„Zehn plus“ heißt die Söder-Zeit

„Bescheidenheit ist eine Zier, doch er regiert stets ohne ihr“, dichtete Winfried Kretschmann über Markus Söder, als diesem die „Goldene Narrenschelle“ überreicht wurde. Denn der bayerische Chef spricht schon mal über seine eigene Laufzeitverlängerung nach 2028.

Da sage nochmal einer, dass die Fastnacht nicht wirklich lustig sein kann. Als Winfried Kretschmann im Europark in Rust aus Anlass der  Verleihung der „Goldenen Narrenschelle“ mit einem launigen Gedicht seinen Kollegen Markus Söder würdigte, blieb wahrlich kein Auge trocken. „Bescheidenheit ist eine Zier, doch er regiert stets ohne ihr“, dichtete Kretschmann über Söder. Mit Blick auf die sozialen Netzwerke sagte der baden-württembergische Regierungschef über Söder: „Twitter, Tiktok, Instagram begleiten Dich bei Deinem Drang, Deine Schritte, Deine Taten, jedem weltweit zu verraten!“

Ein Schelm, wer Böses hinter dieser Laudatio vermutet. Schließlich war Kretschmann selbst einmal Träger der närrischen Auszeichnung. Die Übergabe der sogenannten Narrenschelle – einer vergoldeten Handglocke – ist längst einer der Höhepunkte der Fastnacht im Südwesten. Sie wird seit 2006 verliehen. Söder sollte die undotierte Auszeichnung der Vereinigung Schwäbisch-Alemannischer Narrenzünfte (VSAN) bereits im vergangenen Jahr erhalten. Die Veranstaltung im Europa-Park fiel aber damals wegen der Corona-Pandemie aus. Zu den früheren Trägern zählt übrigens auch der SC-Trainer Christian Streich.
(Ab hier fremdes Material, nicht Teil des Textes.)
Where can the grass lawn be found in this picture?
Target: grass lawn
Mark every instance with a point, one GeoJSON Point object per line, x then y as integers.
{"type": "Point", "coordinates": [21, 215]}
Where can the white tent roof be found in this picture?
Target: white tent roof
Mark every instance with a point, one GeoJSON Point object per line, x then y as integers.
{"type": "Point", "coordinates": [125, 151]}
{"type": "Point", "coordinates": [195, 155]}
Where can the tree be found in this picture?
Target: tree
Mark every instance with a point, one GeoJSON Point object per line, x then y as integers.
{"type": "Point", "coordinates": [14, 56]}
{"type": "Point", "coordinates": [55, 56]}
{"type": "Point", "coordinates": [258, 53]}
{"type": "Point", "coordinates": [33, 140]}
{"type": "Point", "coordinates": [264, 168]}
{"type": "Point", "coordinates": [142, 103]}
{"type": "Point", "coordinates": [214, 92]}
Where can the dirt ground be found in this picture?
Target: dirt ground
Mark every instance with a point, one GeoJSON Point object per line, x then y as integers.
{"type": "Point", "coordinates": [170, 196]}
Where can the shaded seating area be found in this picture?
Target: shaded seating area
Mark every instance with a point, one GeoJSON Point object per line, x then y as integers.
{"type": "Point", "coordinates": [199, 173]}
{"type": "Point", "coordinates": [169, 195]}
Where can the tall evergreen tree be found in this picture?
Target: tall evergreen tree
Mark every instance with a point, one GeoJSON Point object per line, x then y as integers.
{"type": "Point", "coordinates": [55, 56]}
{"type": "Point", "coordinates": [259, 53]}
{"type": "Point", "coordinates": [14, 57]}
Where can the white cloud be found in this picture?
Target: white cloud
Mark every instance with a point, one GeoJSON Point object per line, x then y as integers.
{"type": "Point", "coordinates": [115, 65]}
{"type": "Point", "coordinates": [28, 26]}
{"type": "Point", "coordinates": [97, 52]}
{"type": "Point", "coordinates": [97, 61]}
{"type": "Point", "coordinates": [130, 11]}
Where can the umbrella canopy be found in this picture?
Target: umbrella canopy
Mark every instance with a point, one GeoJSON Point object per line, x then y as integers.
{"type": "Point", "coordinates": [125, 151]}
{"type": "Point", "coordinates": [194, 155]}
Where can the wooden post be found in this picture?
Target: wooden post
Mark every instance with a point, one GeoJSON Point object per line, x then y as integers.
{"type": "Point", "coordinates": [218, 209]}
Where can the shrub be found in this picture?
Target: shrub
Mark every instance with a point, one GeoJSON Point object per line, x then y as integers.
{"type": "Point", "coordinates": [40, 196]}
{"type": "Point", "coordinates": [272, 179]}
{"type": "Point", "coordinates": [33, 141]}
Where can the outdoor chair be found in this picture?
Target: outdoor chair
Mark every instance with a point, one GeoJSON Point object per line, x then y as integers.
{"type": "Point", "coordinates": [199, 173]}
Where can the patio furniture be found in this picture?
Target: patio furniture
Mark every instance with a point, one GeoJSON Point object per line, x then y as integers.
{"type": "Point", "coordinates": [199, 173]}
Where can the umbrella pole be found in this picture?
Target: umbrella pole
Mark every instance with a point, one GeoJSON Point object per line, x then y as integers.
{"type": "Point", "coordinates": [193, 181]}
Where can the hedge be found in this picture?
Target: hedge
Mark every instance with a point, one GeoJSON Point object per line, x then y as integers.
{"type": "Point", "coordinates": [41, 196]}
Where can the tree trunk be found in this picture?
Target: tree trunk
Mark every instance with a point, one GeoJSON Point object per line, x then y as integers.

Humor muss sein, also legte sich Kretschmann dichterisch ins Zeug. „Wenn es hilft für Deinen Traum, umarmst du sogar einen Baum.“ Söder bedankte sich für das Gedicht und meinte: „Endlich musste mal ein Grüner viele positive Dinge über mich sagen.“ Mit Blick auf Kretschmann, mit dem Söder politisch im Rahmen der sogenannten ‚Südschiene‘ zusammenarbeitet, ergänzte er: „Wir sind beide Faschingsfans.“

Schon im Januar hatte Markus Söder selbst in nahezu karnevalistischer Manier seine ewige Wandlungsfähigkeit unter Beweis gestellt. Das war auf der Fraktionsklausur in Kloster Banz, wo also Markus Söder die vor fünf Jahren nur von ihm selbst aufgestellte Amtsbeschränkung der Laufzeit eines Ministerpräsidenten in Bayern so wortreich wieder kassierte, wie er sie einst begründet hatte. Ganz besonders visionär war an seiner Aussage, dass er dabei nicht über die anstehende Landtagswahl 2023 sprach, nein, sondern diese gleich übersprang: „Sollte 2028 der Wunsch da sein und die Kraft, dass ich erneut kandidieren würde, dann ist das offen“, sagte Söder. 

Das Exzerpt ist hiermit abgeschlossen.